Tryina think about what other musician could’ve said that to me. If they weren’t dead I’d say Alice Coltrane, James Brown, Bismillah Kahn. Certainly not anyone you’d consider peers of Om, although in a weird way Om are redolent of a fusion between spirituality and music from a different age, the kind of elemental interplay that usually only happens when your religious and musical education are simultaneous, like it was with blues, plainsong, raga and gospel. Bismillah Kahn learned music in mosques and temples. What’s your excuse?

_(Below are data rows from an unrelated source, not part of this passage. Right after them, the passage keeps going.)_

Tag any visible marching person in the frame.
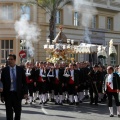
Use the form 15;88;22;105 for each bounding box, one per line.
26;63;36;104
76;63;84;103
89;64;101;105
1;54;28;120
65;64;79;105
105;66;120;117
54;63;64;105
47;64;55;102
36;62;47;104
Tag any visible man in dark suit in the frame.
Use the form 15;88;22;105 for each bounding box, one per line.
105;66;120;117
1;54;28;120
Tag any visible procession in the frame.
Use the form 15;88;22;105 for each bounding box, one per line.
0;0;120;120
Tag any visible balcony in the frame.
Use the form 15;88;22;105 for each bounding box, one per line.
91;0;120;11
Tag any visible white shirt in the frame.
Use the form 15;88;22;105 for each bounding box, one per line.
10;65;16;91
70;70;74;80
106;73;113;89
39;68;43;76
55;69;59;79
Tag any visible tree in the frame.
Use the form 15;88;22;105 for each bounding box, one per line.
28;0;72;44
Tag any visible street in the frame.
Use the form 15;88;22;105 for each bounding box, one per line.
0;101;119;120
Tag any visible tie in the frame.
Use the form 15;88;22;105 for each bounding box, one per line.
12;68;16;90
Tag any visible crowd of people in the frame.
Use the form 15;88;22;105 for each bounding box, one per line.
1;56;120;117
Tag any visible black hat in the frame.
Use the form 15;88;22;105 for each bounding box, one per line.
93;64;99;67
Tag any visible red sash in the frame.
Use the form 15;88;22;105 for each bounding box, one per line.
55;78;60;84
38;76;43;82
26;76;33;84
107;82;118;92
69;77;74;84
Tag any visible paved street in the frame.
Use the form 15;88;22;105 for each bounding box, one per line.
0;101;119;120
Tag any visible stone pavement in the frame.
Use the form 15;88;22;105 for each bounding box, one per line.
0;101;120;120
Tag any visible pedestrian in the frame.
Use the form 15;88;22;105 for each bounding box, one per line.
105;66;120;117
1;54;28;120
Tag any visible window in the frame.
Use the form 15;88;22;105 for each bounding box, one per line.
56;10;62;24
20;40;30;62
74;12;80;26
0;4;14;20
107;17;113;30
21;5;30;20
1;40;13;63
110;57;116;65
92;15;98;28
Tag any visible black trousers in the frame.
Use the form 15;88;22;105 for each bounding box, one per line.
28;83;34;96
38;82;47;94
5;92;22;120
68;84;78;95
54;84;63;95
107;92;120;107
89;84;98;104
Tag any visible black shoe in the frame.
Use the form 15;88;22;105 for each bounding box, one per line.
89;102;93;105
75;102;79;106
79;100;82;103
59;103;63;105
85;95;89;99
69;102;73;105
94;103;98;106
39;102;42;105
55;102;59;105
25;102;28;105
51;99;54;102
118;114;120;117
43;102;46;105
110;114;114;117
98;101;102;103
36;97;39;100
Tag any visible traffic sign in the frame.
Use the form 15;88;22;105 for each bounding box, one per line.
19;50;26;58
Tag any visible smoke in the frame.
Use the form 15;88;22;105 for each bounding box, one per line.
73;0;97;43
14;16;40;57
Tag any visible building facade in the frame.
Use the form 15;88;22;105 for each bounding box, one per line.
0;0;120;64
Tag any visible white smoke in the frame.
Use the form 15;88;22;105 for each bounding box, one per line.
14;18;40;57
73;0;97;43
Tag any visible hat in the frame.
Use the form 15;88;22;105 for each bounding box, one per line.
93;64;99;68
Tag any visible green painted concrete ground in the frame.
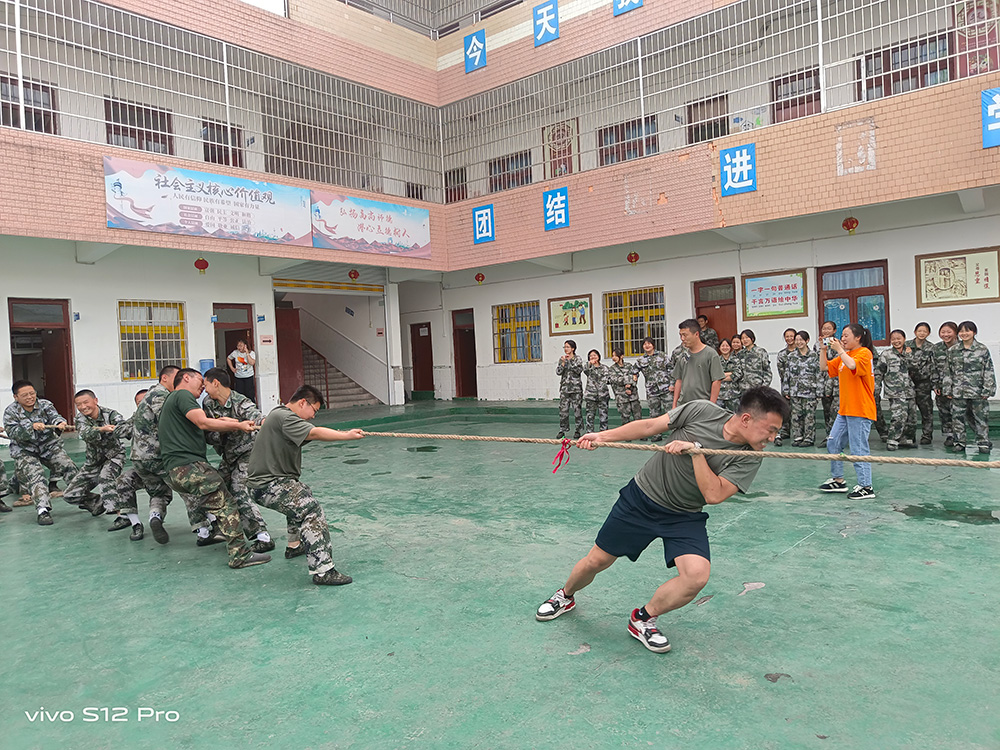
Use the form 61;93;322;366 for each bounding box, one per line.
0;404;1000;750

“Well you couldn’t exactly call Sleep a religious upbringing but at the same time – me and Chris have always been trying to tap into something bigger than just scenes and habits. Being in a traditional ‘band’ can kind of distract you from the point of making music in the first place. I see what we do as tapping into a sacred vibration; music is a medium of holy exploration and a journey to other planes of existence. You learn about yourself and the universe through music. Since the beginning the universe has been based on vibrations of sound and light and energy so for us to step out of the materialist cycle and work through the form of music is essential – I can’t stress enough though how this isn’t some godlike act of creation – we’re simply attuning ourselves to the background, trying to approach the centre of things. To me, music is THE sacred world science, and everywhere you look, everywhere you hear, you can hear that strain for transcendence going on.”
Is your wariness of the auteur theory of rock’n’roll informed by what happened with Sleep?
“Me and Chris can’t change the way we play together – you’re always gonna be compared to previous bands because you share that history and that exploration. But I think now, we’re aware of the immortal nature of music, the way it simply doesn’t matter who buys or tries or joins you on your musical journey – Om music knows it’s contribution to the universe rather than being so concerned with what it’s doing today, this month, this year. ‘Pilgrimage’ is out now, is part of the energy of the universe. I don’t feel relieved, happy or even anywhere near creatively spent –
Om goes on every second of
our lives. We’re already making a ton of new music. The day I wake up and don’t
hear music constantly going on in my head is the day I die.”
A long road already travelled & eternity to play with. Zero in and join the march inward.